A common question from Azure Information Protection administrators revolves around how they can decrypt protected messages and documents as part of eDiscovery processes. The purpose of this article is to describe common, supported approaches to performing eDiscovery across mailboxes and PST files.
Discovery First Approach
No matter what service or software your organization uses for eDiscovery, it's important to perform a first-pass discovery on the mailbox or PST file. In general, that pattern looks like:
Export mailbox to PST file (not necessary with Office 365 eDiscovery).
Use eDiscovery tool to perform discovery on contents.
Generate PST of in-scope items.
Use decryption tool to provide decrypted output of PST.
Complete import by adding decrypted output to eDiscovery tool.
Ideally, the eDiscovery process occurs prior to export, but in many organizations that's not the case.

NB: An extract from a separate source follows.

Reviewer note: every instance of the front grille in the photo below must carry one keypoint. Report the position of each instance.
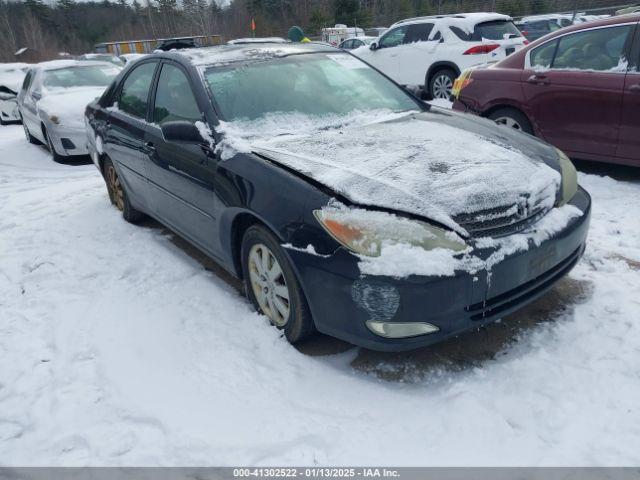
(519, 295)
(503, 220)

Note: Office 365 Security and Compliance Center eDiscovery performs discovery prior to export. See below for additional details.
Office 365 eDiscovery
eDiscovery in Office 365 Security and Compliance Center is capable of searching for encrypted itemsprior to export. This has a few benefits. First, the output PST file, while still requiring decryption, will be much smaller than the raw mailbox dump. Mailboxes where eDiscovery is performed as the first step will see their size decreased by up to 96%. Office 365 Security and Compliance Center will be able to reason over protected content stored in Exchange online and export all discovered items, included the encrypted messages, to a PST file. Optionally, it can decrypt the encrypted mail on export. It should be noted that these decrypted mail items will be stored as individual files rather than bundled as a PST and today cannot decrypt protected attachments.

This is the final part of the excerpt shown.